One fool-proof tip that guarantees better quality PowerPoint presentations every time is to “tighten” your PowerPoint presentation, where every single slide delivers a whopping punch.
- Can you reduce the content in your slides? Make bullet points shorter and text smarter.
- Can you reduce the total number of slides? Or replace a slide or two with a compelling graphic?
- Can you simplify the animations or transitions (available via Animations & Transitions tabs) used after every slide so that the presentation flows without too many distractions? (Sometimes, the audience’s attention is diverted to these transitions than the actual slide content!)
- If you’re using external (online props) like videos from other sites to be played during the presentation, can you include them for a smoother flow? Here, you can explore LiveWeb, an integration tool that plugs external web videos into a presentation on your hard drive.
- Finally, bless your presentation with a unique brand – YOU. What trademark stamp will classify this presentation as yours? Bright colors? Straightforward but sharp content? Spiffy audio-visuals? Mark your presentation with your brand presence!
4. Tighten your Delivery
It’s the big day, and with the above tips, you are poised to awe with your fabulous presentation. Well, almost. There are a few tiny tips you have to put to practice right at the last minute. Here they are:
- Respect time. No matter how fantastic your presentation preparation is, you’ll turn off your audience if you’re tawdry with time. Manage your time wisely. Start, break, and end on the dot of the clock.

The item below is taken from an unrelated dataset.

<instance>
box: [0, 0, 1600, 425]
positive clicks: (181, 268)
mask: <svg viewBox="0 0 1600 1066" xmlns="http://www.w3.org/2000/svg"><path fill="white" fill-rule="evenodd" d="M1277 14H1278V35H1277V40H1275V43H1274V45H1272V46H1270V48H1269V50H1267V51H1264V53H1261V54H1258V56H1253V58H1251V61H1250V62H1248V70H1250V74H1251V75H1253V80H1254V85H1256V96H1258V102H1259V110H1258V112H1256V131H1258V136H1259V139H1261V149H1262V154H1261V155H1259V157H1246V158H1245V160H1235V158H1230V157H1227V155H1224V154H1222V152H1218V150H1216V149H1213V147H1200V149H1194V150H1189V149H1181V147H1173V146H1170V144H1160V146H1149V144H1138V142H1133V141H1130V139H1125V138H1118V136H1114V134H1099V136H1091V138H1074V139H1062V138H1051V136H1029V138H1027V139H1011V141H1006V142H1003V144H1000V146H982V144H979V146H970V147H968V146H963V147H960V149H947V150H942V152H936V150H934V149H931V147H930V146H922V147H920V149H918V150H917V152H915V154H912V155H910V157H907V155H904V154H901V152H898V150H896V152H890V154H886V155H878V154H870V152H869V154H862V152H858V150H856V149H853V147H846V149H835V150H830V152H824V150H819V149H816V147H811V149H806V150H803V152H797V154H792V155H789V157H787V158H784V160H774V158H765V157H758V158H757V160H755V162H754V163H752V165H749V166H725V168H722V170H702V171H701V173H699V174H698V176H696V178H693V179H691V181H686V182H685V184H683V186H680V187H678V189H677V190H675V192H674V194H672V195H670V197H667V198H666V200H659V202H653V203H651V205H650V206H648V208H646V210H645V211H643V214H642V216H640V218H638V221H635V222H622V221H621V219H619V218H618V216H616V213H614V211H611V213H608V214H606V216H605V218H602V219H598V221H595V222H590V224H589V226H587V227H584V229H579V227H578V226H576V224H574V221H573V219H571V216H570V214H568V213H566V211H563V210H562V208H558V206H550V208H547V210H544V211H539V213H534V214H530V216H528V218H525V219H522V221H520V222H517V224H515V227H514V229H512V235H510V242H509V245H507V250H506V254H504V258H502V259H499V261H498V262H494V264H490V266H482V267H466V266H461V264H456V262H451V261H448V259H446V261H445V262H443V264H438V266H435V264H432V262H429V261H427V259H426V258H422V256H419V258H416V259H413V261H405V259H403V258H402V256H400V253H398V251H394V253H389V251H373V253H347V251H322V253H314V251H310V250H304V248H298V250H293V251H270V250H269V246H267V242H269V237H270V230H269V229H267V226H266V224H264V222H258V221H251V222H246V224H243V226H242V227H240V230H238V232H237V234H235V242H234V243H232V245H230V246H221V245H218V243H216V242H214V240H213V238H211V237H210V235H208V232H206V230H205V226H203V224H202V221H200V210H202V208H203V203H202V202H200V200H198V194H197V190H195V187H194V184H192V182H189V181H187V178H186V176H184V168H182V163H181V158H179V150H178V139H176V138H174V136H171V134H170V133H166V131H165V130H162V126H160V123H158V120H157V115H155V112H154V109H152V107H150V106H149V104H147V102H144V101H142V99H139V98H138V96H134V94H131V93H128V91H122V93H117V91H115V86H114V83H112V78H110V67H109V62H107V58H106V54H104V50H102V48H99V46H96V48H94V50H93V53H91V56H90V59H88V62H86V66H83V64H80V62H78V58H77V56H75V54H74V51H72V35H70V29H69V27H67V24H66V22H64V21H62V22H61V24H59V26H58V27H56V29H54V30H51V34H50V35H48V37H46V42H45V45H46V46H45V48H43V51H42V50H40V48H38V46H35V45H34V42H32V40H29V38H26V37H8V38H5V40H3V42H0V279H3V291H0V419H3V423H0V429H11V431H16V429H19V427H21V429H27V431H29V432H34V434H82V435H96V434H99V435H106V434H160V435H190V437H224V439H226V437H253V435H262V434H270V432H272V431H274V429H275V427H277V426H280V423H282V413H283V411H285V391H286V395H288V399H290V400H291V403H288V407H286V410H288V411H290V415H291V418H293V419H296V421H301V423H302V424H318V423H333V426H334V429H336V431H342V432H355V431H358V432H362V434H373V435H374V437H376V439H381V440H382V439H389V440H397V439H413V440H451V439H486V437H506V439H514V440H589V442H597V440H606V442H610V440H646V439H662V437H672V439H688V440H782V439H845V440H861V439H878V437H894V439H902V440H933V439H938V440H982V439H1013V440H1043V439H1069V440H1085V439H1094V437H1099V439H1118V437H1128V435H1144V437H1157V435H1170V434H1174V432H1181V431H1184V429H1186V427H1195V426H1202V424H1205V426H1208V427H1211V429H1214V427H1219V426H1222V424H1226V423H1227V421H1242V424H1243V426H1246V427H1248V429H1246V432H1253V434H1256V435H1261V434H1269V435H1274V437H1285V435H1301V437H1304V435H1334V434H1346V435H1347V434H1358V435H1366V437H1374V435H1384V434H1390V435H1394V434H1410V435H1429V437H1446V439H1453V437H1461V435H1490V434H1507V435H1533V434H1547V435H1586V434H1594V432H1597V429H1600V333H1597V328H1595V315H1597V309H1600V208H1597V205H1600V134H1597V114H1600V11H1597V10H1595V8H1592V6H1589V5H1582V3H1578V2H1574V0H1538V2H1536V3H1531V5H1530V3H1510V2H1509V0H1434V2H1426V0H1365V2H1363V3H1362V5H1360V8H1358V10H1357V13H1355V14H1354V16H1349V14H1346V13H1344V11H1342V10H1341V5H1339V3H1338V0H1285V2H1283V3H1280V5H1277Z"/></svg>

- Do a dress rehearsal before you present to your live audience. This means you do a dummy run of your presentation in the actual room where you will deliver it. This empowers you to quickly catch potential glitches (like changes in the projector’s resolution, color mismatches, disk failures, etc.) before the final delivery.
- If you’re presenting from your laptop, turn off your screen saver. The last thing you need is to have that blazing fire screensaver burn your presentation mid-way!
How PowerPoint can help you:
If you’re connecting to a projector,
- Arm yourself with a pointer. It’s more fancy than walking up to the screen to point your text with your finger. And less distracting!
- Make use of PowerPoint’s “Presenter View”. This allows you to spawn your presentation across 2 views:
- Audience’s View, which plays on the projector screen. This will show only the main presentation slides.
- Your view, which plays on your laptop/computer screen. This will show the details, including your notes, the slide sorter list (to jump across multiple slides quickly), and the main slide.
- You can enable Presenter’s View by checking the “SlideShow->Use Presenter View” button (available in versions 2010 and above).
Finally, do you know the biggest goof-up amateur presenters make? They present to the wall, or the projector screen, or the podium tabletop, or their shoes… you get the drift! Look your audience boldly in the eye and confidently present your content to them. Engage them throughout the presentation with questions, jokes, stories, personal anecdotes, etc. These may not be part of your deck, but they will invite the audience to respond to your charisma and participate more in the presentation. Only then do you successfully deliver an enormously effective presentation, with or without PowerPoint? Now you’re truly going to rock it!